Toadmila raised her eyes from the roots she was chopping and threw Jane such an icy look that the girl froze mid-sentence.
“Why are you here?” Toadmila asked.
“I came to thank you,” Jane said bewildered, as if the answer should have been obvious. “So, anyway, we're getting married in June. John would have wanted to have the wedding faster, and I would have wanted to have the wedding faster, but Father said we should wait. Because we don't have enough room for everybody in our house, so we'll have to have the party in the fields, and we'd better wait for warm weather. So it's going to be in June, just to make sure it doesn't snow. It did snow in May a few years ago, and it nearly always snows in April, just one or two days, but you can never know when. And, anyway, I can't invite you to the wedding because...”
“Because I'm a witch,” Toadmila pointed out. “And a wedding should be all about the bride. You can't have the guests playing tag with a witch all over the fields on your big day.”
“Well, I was more afraid that they'd catch you and burn you at the stake on my big day,” Jane said. “But, anyway, I can't invite you to the wedding, but I'm going to do something even better. I'm going to name my first child after you.”
“Please don't!” Toadmila said quickly, nearly cutting her finger along with the bloodthorn roots she was chopping. “Especially if it's a boy.”
“Is it going to be boy?” Jane asked, her eyes sparkling.
“There's as much of a chance of it being a boy as there's of it being a girl,” Toadmila answered. “And you shouldn't name a girl after me either, not if you care about her.”
Jane looked puzzled.
“Oh, I forgot!” she said. “What is your name? I can't just call you 'witch' forever.”
“It's Toadmila Wartly,” the witch said, not raising her eyes from her chopping board.

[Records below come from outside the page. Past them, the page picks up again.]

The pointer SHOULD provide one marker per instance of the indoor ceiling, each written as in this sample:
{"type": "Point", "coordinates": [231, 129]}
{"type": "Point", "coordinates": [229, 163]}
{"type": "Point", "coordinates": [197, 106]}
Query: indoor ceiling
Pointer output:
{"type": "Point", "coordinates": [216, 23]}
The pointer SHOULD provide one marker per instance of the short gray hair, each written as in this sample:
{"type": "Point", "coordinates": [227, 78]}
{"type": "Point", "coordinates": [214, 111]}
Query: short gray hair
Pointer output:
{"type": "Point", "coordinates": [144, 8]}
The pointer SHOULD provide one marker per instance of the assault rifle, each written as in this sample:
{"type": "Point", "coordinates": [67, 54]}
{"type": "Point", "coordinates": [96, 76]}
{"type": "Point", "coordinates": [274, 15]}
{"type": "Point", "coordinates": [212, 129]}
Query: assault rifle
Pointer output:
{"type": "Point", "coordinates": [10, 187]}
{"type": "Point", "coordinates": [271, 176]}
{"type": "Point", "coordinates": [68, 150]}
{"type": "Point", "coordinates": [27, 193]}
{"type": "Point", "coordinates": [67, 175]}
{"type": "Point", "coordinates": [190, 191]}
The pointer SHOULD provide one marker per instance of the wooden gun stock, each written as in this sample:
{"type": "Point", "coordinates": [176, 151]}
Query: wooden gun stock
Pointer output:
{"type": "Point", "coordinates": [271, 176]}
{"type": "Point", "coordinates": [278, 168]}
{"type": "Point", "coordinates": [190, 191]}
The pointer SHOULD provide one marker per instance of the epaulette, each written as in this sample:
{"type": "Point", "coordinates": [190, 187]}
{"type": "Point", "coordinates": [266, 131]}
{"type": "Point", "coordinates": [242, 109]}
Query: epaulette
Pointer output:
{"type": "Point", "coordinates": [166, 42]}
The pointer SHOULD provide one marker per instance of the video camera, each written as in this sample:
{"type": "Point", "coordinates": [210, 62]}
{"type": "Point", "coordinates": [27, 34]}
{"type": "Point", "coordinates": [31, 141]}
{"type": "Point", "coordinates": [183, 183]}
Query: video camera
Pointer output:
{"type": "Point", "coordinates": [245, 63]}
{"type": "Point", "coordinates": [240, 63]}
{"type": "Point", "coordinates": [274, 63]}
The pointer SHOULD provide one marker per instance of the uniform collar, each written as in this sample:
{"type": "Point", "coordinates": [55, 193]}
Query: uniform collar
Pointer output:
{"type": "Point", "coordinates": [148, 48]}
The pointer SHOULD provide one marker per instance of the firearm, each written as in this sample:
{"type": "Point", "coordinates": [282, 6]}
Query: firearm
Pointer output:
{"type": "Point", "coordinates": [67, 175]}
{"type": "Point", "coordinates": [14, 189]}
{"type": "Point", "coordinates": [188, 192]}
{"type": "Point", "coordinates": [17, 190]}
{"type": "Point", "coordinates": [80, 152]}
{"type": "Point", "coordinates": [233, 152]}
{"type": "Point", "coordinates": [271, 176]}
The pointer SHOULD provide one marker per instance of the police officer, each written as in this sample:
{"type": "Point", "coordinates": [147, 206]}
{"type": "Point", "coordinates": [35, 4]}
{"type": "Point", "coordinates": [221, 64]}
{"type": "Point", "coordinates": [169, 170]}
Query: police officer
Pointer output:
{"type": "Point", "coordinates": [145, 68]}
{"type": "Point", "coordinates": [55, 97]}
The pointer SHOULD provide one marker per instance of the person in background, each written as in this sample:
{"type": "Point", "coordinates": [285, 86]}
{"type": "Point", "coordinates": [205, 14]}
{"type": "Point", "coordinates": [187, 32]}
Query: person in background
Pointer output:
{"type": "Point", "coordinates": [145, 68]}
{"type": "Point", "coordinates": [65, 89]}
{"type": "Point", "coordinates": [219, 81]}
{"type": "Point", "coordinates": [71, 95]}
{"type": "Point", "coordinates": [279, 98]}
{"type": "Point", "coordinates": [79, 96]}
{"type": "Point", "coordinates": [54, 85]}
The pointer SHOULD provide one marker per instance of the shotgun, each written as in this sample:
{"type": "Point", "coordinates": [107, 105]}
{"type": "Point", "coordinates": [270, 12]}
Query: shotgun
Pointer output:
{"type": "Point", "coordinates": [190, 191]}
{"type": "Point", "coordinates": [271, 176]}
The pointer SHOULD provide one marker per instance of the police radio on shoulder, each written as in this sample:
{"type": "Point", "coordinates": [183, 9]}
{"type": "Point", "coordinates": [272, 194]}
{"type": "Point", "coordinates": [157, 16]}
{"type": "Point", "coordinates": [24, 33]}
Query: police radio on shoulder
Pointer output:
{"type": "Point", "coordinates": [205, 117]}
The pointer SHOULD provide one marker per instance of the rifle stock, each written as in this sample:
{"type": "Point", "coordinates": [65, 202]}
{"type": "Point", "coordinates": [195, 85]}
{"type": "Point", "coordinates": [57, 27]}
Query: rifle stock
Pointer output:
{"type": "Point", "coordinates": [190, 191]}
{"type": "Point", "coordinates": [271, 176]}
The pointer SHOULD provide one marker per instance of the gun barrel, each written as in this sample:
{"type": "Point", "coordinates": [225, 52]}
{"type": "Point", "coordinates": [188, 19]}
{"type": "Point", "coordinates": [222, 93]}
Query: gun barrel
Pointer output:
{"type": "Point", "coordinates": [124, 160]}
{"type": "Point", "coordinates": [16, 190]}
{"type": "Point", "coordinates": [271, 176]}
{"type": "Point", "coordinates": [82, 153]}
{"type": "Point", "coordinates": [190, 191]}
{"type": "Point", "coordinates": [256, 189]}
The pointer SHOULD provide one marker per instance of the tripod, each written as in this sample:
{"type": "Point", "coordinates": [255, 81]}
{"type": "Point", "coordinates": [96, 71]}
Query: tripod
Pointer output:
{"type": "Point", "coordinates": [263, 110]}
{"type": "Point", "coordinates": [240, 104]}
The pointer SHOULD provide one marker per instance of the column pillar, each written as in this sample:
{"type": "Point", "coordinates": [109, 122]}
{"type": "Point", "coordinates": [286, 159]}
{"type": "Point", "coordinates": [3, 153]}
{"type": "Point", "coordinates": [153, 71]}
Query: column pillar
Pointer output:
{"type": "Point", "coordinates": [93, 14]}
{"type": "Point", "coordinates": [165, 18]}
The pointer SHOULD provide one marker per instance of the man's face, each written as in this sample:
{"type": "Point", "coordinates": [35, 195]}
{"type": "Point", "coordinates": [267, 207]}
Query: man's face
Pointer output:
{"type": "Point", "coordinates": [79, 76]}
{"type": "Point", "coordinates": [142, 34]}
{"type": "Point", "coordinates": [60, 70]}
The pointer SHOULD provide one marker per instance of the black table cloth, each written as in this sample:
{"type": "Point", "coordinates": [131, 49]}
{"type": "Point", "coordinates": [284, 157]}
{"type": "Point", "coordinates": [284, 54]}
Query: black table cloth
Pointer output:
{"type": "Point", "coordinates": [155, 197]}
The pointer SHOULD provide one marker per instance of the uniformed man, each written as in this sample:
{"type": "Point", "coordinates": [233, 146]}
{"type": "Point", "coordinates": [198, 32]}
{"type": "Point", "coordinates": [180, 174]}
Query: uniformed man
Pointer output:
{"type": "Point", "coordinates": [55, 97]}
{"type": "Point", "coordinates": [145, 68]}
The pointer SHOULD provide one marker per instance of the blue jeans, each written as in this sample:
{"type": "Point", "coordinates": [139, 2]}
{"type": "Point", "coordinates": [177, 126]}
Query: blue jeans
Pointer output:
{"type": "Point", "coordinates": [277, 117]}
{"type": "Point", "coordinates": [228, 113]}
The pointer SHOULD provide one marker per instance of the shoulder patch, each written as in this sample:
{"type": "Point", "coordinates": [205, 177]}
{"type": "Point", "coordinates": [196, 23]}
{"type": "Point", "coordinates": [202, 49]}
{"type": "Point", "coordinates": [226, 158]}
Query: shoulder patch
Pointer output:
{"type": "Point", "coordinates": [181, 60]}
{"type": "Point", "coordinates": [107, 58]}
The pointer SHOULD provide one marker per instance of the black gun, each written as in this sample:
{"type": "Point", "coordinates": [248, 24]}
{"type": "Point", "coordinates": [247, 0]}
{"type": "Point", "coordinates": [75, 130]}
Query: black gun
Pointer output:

“Oh.” Jane's voice sounded a little sharper than usual. “What do your friends call you?”
Toadmila shrugged. The other children at the orphanage used to call her Toad, but she wasn't going to tell Jane about that name. She was hoping she'd left it behind for good. And the others at the Academy just called her Wartly, like the teachers did.
“I don't have any friends,” Toadmila said, throwing the chopped roots into the simmering cauldron.
“Did they... did something happen to them?” Jane asked.
“I've never had any friends,” Toadmila clarified, seeing that the girl had turned pale all of a sudden.
“Oh.” Jane's blood returned to her cheeks in an instant. She seemed hesitant for a bit. “I'm sorry. I shouldn't have asked. But it's never too late to start. I suppose I could be the first one.”
“Just as long as you don't name a child after me,” she said, starting to chop another root.